This may be a tensorflow question, but I’d like to first get a better understand how Edward uses the multinomial.
Right now, I’m building off of the Multinomial Logistic Normal here. Specifically, I’m specifying the _sample_n
function as follows (since Tensorflow does not have batch multinomial sampling enabled yet).
def _sample_n(self, n=1, seed=None):
# define Python function which returns samples as a Numpy array
def np_sample(p, n):
return multinomial.rvs(p=p, n=n, random_state=seed).astype(np.float32)
# wrap python function as tensorflow op
val = tf.py_func(np_sample, [self.probs, n], [tf.float32])[0]
# set shape from unknown shape
batch_event_shape = self.batch_shape.concatenate(self.event_shape)
shape = tf.concat(
[tf.expand_dims(n, 0), tf.convert_to_tensor(batch_event_shape)], 0)
val = tf.reshape(val, shape)
return val
Multinomial._sample_n = _sample_n
It does work well for small datasets (i.e. 100 x 2000) when using SGLD and MAP. However, numerical issues start to seep in when I try to scale this to larger datasets (100 x 10000). I also tried Variational Inference, but that doesn’t be working either.

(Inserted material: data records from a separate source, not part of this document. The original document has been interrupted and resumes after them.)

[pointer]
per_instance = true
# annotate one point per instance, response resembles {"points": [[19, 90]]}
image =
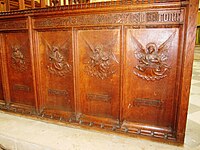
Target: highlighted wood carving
{"points": [[101, 61], [152, 61], [57, 63], [18, 59]]}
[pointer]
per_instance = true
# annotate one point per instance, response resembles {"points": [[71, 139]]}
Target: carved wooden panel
{"points": [[150, 76], [1, 88], [13, 24], [56, 64], [98, 52], [147, 17], [19, 68]]}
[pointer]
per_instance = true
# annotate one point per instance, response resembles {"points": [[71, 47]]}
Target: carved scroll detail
{"points": [[101, 61], [152, 60], [18, 59]]}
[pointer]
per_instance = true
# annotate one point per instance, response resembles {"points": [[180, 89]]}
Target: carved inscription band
{"points": [[133, 18], [13, 25]]}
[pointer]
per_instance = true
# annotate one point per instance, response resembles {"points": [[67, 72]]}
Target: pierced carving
{"points": [[152, 60], [57, 63], [18, 59], [101, 62]]}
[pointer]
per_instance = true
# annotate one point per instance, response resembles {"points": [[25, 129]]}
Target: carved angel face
{"points": [[150, 48], [55, 49]]}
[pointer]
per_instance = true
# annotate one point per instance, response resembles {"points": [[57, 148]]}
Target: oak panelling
{"points": [[19, 68], [98, 73], [1, 88], [150, 76], [56, 64]]}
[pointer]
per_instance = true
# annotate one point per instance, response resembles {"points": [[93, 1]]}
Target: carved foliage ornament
{"points": [[57, 63], [152, 60], [101, 61]]}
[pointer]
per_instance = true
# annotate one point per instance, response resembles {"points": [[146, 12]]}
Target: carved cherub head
{"points": [[54, 48], [150, 48]]}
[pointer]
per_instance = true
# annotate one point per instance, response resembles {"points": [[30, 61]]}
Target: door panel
{"points": [[150, 74], [99, 73], [19, 68], [56, 64]]}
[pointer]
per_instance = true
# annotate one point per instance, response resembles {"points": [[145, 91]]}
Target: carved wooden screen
{"points": [[56, 71], [152, 62], [125, 68], [98, 74]]}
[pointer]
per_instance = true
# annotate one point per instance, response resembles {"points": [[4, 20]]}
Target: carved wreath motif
{"points": [[152, 60], [57, 63], [101, 62], [18, 59]]}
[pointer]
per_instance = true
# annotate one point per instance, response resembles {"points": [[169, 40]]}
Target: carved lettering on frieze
{"points": [[20, 87], [98, 97], [57, 92], [18, 59], [13, 25], [57, 63], [152, 60], [101, 61], [175, 16], [147, 102]]}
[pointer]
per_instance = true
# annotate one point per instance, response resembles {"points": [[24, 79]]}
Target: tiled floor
{"points": [[18, 133]]}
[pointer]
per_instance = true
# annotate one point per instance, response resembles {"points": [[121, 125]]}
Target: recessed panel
{"points": [[99, 72], [56, 64], [150, 76], [19, 68]]}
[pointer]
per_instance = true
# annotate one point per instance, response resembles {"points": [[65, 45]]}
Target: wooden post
{"points": [[21, 4]]}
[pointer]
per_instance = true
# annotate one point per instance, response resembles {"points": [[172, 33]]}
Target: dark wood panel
{"points": [[98, 52], [123, 66], [19, 68], [56, 63], [150, 76], [1, 88]]}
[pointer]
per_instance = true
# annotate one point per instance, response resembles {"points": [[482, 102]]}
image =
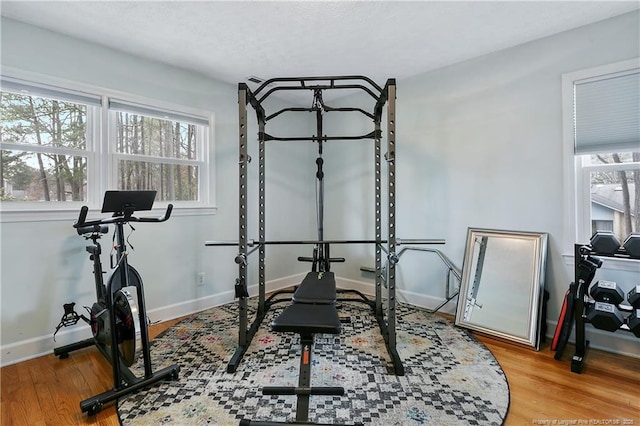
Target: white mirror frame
{"points": [[534, 279]]}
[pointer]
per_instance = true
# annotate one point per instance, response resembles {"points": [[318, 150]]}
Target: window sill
{"points": [[613, 263], [71, 214]]}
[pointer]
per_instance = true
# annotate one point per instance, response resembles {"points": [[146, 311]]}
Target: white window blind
{"points": [[607, 113], [164, 114]]}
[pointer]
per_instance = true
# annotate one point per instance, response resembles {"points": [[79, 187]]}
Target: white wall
{"points": [[479, 144], [44, 263]]}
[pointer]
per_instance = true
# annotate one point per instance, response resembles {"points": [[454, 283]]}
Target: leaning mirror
{"points": [[502, 284]]}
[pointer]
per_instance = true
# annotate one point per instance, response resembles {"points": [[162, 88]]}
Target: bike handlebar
{"points": [[119, 219]]}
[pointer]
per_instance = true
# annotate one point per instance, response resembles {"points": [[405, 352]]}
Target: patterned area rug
{"points": [[450, 378]]}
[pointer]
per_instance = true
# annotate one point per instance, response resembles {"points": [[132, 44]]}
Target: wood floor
{"points": [[47, 390]]}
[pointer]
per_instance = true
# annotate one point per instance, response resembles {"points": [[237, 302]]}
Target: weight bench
{"points": [[313, 311]]}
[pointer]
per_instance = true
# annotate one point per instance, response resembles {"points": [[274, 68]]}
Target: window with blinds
{"points": [[606, 129]]}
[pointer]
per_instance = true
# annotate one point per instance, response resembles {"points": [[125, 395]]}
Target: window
{"points": [[46, 143], [602, 149], [161, 150], [61, 146]]}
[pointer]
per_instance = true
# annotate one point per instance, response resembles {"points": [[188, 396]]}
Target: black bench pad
{"points": [[316, 287], [308, 319]]}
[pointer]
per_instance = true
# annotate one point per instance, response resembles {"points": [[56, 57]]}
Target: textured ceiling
{"points": [[232, 40]]}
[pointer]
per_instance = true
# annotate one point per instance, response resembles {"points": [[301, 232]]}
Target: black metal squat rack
{"points": [[383, 274]]}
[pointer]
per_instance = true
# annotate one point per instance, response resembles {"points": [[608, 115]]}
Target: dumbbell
{"points": [[633, 297], [604, 313], [607, 291], [605, 316], [632, 245], [633, 320], [605, 243]]}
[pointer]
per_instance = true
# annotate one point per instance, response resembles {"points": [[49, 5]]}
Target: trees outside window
{"points": [[57, 145]]}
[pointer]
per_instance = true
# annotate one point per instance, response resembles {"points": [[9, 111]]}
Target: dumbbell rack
{"points": [[584, 271]]}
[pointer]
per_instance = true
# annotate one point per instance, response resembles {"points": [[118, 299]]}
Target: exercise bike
{"points": [[118, 318]]}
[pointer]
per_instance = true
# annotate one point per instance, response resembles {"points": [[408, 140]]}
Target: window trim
{"points": [[576, 216], [101, 154]]}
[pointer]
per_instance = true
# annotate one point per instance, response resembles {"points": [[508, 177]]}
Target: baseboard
{"points": [[620, 342]]}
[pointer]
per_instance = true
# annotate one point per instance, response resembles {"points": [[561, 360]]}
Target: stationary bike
{"points": [[118, 318]]}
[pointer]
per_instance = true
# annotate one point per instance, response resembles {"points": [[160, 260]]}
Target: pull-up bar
{"points": [[251, 243]]}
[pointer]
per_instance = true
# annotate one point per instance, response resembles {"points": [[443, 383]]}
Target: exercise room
{"points": [[320, 212]]}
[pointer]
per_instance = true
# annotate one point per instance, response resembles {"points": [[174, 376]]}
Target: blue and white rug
{"points": [[450, 378]]}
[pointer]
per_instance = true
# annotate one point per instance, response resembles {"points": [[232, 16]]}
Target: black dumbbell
{"points": [[607, 292], [633, 322], [605, 242], [633, 297], [605, 316], [632, 245]]}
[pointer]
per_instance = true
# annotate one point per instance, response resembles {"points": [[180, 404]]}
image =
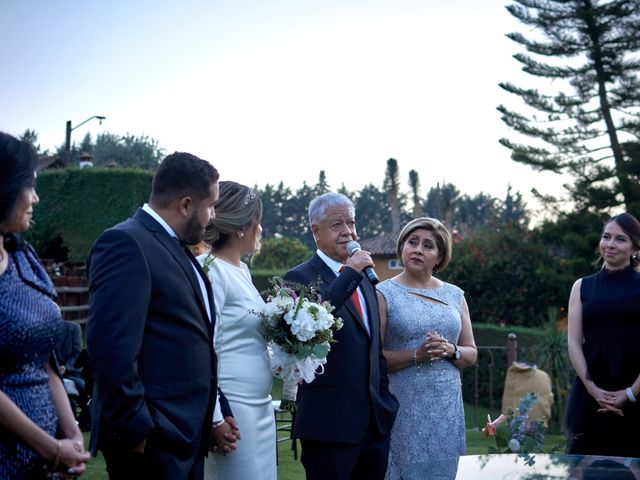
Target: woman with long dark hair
{"points": [[603, 413], [38, 432]]}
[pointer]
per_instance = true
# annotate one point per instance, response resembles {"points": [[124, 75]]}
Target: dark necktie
{"points": [[355, 299]]}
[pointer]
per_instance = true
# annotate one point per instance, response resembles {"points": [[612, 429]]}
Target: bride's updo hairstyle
{"points": [[237, 209]]}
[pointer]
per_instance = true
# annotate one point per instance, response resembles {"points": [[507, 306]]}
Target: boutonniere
{"points": [[207, 261]]}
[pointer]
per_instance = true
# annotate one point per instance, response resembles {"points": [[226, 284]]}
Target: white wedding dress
{"points": [[243, 375]]}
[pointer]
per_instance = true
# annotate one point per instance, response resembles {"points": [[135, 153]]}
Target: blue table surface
{"points": [[512, 467]]}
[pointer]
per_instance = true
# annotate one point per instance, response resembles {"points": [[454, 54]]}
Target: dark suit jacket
{"points": [[150, 345], [354, 387]]}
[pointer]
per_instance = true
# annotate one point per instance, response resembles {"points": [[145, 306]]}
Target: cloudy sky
{"points": [[275, 90]]}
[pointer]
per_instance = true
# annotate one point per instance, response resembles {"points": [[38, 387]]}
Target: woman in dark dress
{"points": [[603, 415], [34, 408]]}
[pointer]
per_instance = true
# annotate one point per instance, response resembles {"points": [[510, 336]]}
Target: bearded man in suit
{"points": [[344, 417], [150, 333]]}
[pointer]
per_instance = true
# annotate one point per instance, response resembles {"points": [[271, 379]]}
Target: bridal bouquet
{"points": [[298, 327]]}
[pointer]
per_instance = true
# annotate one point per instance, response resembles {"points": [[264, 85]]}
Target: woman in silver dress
{"points": [[427, 335]]}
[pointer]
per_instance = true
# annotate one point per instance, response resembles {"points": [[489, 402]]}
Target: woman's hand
{"points": [[72, 456], [608, 401], [436, 347]]}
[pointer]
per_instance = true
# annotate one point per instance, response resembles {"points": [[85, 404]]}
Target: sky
{"points": [[277, 90]]}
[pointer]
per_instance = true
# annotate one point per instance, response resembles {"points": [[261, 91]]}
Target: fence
{"points": [[71, 284]]}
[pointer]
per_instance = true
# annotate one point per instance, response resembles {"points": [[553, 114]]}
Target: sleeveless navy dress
{"points": [[611, 328], [29, 320]]}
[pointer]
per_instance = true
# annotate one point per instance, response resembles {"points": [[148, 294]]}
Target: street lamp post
{"points": [[67, 137]]}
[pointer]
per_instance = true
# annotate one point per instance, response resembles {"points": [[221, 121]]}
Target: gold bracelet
{"points": [[215, 425], [56, 457]]}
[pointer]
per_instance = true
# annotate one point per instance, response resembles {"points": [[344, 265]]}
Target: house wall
{"points": [[386, 267]]}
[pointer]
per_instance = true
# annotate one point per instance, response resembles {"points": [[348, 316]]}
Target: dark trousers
{"points": [[123, 464], [366, 460]]}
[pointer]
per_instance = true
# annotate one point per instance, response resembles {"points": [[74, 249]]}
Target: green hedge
{"points": [[261, 278], [77, 205]]}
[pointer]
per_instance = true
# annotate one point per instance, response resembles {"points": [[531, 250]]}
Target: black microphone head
{"points": [[353, 247]]}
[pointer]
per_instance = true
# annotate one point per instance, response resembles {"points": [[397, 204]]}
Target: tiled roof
{"points": [[383, 244], [49, 161]]}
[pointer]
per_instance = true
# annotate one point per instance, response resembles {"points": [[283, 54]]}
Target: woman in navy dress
{"points": [[34, 408], [603, 415]]}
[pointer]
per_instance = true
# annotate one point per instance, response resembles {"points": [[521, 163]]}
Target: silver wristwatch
{"points": [[456, 353]]}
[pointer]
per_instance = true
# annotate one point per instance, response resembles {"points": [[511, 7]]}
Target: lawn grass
{"points": [[291, 469]]}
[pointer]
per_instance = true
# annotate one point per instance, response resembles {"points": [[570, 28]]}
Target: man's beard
{"points": [[193, 232]]}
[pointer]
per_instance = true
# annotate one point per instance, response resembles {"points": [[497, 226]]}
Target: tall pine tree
{"points": [[588, 126]]}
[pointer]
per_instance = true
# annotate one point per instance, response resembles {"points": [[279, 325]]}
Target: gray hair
{"points": [[319, 205], [235, 210]]}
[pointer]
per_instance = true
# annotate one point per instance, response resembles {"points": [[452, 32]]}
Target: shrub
{"points": [[78, 205]]}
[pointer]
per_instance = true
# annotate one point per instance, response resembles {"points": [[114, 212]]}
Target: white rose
{"points": [[514, 445], [304, 326], [272, 309], [284, 302], [324, 319]]}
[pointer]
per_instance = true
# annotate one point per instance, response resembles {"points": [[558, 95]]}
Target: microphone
{"points": [[353, 247]]}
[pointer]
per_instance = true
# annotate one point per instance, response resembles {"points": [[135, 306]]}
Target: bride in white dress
{"points": [[243, 368]]}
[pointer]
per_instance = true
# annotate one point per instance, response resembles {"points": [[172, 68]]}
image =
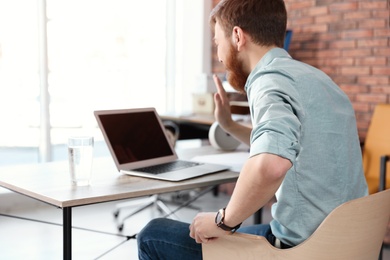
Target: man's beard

Looking at the outputs, I think the issues are arising from the Multinomial sampling - since the tfdbg is showing that all of the nans and infs are arising within the Multinomial sampling step. There have been a few issues below that have pointed to numerical issues within Tensorflow
Here’s the big question – how is Edward actually sampling from the Multinomial distribution? Are counts actually being drawn from the Multinomial? Or is only the likelihood of the multinomial being evaluated? Is the _sample_n
example above prone to underflow issues? And would implementing the gumbel arg max trick as hinted here provide a means of addressing this issue?
Any insights or even links to relevant source code within Edward or Tensorflow would be really appreciated!